Monday, January 4, 2010

The Juxtaposition of Joy and Chaos

Posted by Terry McNichols

Our daughter and her two sons visited us in the weeks prior to Christmas while her husband was using the quiet to finish up the last required papers for his first quarter of graduate school.  We were thrilled to have them visit and set up the house for Christmas early.  Our house is just the right size for two of us, but whenever we add extra people, especially extra small and active people, we are well aware of the consequences of our downsizing choices. 

So here we were three adults, 3-year-old Caleb, and 9-month-old Sam.  We started out with high intentions of having a family party involving a ferry ride and a pizza dinner, as well as several other fun outings with local family members and friends.  What we failed to account for, however, was the normal run of events.  Sam especially had his body clock mixed up and didn’t get much sleep the first couple of days.  He also had his usual runny nose, probably due to teething this time around, although he is prone to colds!  The weather was clear and near freezing so we were busily mittening, hatting and coating little boys at every turn.  Toys made traversing the living space especially treacherous!  Food preparation, grocery runs, diaper changes, baths were needed, at every turn.  I sent my daughter out by herself whenever possible, knowing she wouldn’t have my help when she returned home.  We did manage to get out to a children’s museum, a trip up the Space “Noodle,” spent time with local sibling and family, and our daughter visited with several friends. 

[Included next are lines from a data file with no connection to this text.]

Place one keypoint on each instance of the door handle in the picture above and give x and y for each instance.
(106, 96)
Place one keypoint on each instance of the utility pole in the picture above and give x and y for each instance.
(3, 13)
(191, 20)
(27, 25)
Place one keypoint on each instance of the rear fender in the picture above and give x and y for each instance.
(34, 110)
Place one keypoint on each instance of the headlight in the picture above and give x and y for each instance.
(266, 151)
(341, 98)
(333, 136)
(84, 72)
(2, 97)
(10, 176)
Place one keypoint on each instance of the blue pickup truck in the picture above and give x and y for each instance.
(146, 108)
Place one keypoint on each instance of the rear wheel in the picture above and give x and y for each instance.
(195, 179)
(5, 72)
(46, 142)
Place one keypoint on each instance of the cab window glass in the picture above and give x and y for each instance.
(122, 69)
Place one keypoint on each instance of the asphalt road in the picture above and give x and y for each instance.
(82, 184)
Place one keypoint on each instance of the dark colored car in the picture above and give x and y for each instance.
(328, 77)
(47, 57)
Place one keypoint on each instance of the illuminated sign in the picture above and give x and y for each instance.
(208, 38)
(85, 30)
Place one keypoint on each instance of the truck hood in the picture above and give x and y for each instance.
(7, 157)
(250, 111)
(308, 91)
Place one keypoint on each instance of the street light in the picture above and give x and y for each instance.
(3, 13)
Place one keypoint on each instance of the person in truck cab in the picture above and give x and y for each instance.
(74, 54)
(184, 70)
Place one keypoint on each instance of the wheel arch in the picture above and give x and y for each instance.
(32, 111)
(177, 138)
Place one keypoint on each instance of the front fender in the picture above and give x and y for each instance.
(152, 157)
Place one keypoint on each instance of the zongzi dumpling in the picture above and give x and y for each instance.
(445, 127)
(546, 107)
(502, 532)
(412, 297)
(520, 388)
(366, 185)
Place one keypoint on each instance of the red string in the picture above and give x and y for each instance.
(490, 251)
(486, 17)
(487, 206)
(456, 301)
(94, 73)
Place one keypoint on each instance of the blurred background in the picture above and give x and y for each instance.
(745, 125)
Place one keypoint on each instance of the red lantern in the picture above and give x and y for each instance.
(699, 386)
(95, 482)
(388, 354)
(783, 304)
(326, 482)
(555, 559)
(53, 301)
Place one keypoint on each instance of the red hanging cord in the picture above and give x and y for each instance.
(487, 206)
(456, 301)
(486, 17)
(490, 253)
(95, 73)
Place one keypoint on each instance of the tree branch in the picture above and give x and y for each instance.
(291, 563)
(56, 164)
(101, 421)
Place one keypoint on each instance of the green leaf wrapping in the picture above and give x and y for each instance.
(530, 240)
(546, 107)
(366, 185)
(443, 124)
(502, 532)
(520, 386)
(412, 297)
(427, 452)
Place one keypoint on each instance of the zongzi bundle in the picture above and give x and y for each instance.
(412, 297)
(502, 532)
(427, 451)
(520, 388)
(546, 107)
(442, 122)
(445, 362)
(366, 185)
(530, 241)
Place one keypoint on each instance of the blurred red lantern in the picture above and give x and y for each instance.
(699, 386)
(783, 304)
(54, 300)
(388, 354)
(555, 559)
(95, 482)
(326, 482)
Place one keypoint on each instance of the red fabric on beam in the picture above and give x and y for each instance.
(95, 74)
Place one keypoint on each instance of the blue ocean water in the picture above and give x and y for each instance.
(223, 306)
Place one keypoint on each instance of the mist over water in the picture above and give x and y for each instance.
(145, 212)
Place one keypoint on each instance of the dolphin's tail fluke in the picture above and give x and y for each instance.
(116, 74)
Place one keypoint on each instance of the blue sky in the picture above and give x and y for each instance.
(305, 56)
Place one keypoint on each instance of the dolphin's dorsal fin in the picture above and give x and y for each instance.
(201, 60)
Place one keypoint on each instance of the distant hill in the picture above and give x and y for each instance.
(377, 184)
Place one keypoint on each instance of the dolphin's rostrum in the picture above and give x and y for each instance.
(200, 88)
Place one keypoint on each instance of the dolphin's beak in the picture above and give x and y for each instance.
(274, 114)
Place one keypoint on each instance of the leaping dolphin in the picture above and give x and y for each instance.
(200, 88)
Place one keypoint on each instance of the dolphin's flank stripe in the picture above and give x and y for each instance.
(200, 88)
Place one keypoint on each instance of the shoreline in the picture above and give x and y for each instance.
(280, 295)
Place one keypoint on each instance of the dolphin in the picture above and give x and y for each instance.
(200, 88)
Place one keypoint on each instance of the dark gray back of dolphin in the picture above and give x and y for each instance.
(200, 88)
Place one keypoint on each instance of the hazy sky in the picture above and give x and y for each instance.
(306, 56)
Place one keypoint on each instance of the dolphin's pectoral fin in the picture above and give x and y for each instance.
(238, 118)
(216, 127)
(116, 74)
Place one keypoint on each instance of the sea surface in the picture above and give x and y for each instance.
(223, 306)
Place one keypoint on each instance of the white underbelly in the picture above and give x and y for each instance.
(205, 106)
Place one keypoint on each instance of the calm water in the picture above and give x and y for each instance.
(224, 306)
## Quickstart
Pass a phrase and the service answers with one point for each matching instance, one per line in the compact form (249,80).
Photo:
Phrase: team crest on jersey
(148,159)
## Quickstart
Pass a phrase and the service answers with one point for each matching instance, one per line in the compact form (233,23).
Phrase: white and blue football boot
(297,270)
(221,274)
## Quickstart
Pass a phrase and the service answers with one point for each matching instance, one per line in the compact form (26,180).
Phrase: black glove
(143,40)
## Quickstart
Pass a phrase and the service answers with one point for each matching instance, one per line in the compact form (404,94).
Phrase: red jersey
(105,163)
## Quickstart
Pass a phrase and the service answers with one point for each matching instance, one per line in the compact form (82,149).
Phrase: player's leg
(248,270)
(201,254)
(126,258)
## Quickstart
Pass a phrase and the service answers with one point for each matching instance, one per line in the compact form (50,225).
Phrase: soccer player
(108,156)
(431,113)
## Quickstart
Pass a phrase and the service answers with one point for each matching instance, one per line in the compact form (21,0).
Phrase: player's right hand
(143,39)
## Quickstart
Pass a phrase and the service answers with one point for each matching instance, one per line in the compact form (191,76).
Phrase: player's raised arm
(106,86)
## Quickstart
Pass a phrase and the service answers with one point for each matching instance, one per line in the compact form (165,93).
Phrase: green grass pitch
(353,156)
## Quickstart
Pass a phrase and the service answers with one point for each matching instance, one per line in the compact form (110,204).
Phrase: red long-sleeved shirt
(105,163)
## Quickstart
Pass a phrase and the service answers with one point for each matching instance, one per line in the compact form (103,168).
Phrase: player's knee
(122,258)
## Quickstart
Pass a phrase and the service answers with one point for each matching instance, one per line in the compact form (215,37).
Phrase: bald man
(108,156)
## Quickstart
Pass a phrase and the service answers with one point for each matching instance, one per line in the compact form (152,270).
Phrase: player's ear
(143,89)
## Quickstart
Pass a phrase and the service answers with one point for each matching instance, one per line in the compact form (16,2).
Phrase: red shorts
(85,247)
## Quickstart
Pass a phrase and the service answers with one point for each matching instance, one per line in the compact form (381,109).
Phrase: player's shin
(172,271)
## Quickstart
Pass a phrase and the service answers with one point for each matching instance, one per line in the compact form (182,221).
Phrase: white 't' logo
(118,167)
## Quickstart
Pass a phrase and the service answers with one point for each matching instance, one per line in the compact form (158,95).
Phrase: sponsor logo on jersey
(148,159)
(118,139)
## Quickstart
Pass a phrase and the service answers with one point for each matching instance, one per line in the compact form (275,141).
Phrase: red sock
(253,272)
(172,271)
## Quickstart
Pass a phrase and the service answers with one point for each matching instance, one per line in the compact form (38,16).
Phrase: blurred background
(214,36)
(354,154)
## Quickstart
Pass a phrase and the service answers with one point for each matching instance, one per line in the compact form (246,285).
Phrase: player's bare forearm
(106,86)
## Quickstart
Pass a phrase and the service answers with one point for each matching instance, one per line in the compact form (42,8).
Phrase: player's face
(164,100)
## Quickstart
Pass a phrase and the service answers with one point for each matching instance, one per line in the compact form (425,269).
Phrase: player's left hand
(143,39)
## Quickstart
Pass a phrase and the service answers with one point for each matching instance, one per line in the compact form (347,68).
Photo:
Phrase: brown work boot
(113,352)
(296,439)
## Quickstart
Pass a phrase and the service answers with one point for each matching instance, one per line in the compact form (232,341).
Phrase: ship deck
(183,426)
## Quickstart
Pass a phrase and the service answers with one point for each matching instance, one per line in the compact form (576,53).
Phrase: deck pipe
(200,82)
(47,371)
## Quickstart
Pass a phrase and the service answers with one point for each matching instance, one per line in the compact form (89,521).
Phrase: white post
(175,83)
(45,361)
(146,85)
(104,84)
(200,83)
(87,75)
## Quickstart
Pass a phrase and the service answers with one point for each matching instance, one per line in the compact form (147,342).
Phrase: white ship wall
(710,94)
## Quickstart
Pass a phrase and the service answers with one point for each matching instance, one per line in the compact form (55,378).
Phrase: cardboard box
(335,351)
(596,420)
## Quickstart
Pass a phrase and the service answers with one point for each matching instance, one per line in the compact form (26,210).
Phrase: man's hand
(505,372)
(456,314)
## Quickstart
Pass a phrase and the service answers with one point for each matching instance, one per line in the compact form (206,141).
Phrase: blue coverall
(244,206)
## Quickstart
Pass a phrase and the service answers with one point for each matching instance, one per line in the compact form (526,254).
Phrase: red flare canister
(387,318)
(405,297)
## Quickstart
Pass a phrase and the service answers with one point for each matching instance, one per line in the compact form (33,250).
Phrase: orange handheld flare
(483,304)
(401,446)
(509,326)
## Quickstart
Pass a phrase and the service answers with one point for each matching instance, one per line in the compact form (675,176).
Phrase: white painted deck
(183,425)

With about 5 of the 9 days left, Caleb came down with something nasty and had diarrhea for a couple of days.   Then things got worse and I spent a long night with him vomiting.  We worked in shifts to just keep ahead of laundry and messes.   We limped through the last few days, cancelling our party and doing whatever we could to keep the kids happy and comfortable, hoping that no one else would come down with the bug before the flight home!

Somewhere in the middle of all of this, a friend said, “BUT, you are having FUN, aren’t you?”  Therein started my musing.  I wasn’t sure exactly that I would have called it “fun” at that particular moment, but there was profound joy in the midst of the chaos.  I often forget how much actual physical work is involved in the care and feeding of two small boys, how tiring and lonely childcare can be and came away with a renewed respect for the mother my daughter is becoming.  And I’m struck with a profound sadness that this small family lives far enough away that all of our encounters must necessarily consist of this strange juxtaposition of joy and chaos.  After they left, I spent hours looking for a picture I recalled.  Today I found it.  In the picture of me with my two little boys, I can still remember how I felt. 

We get older.  We start to remember our childrearing years with nostalgia and peace, forgetting the chaos part – only remembering the joy!  And that makes us less understanding of what these parents are going through.  We expect a lot from them.   I’m happy that I found the picture and can once again imagine myself surrounded by joy and chaos.


Bethany said...

You have hit the nail on the and chaos often do coexist!

Lindsay Colitses said...

Ahhh yes... Great post!
I smiled my way through the entire reading... thank you for sharing all that I have been feeling :-)

Sarah Tama said...

You really did nail it. Where are the tissues?

Anonymous said...

Trudy said...Oh, yes, I do remember. What I remember more clearly are my twin grandsons who are now 8 and the many times joy and chaos did and still does exist. I have the blessing of living close by so this happens quite often. Great post.

Janis said...

Nice Terry. I'm going to share it with Melissa. Can we ever relate!

Joshua McNichols said...

We try to keep things joyful, but it's very difficult sometimes. I sometimes wonder if it's just us who are chaotic, whereas the previous generation somehow managed to keep everything more calm. It's nice to hear I'm mistaken.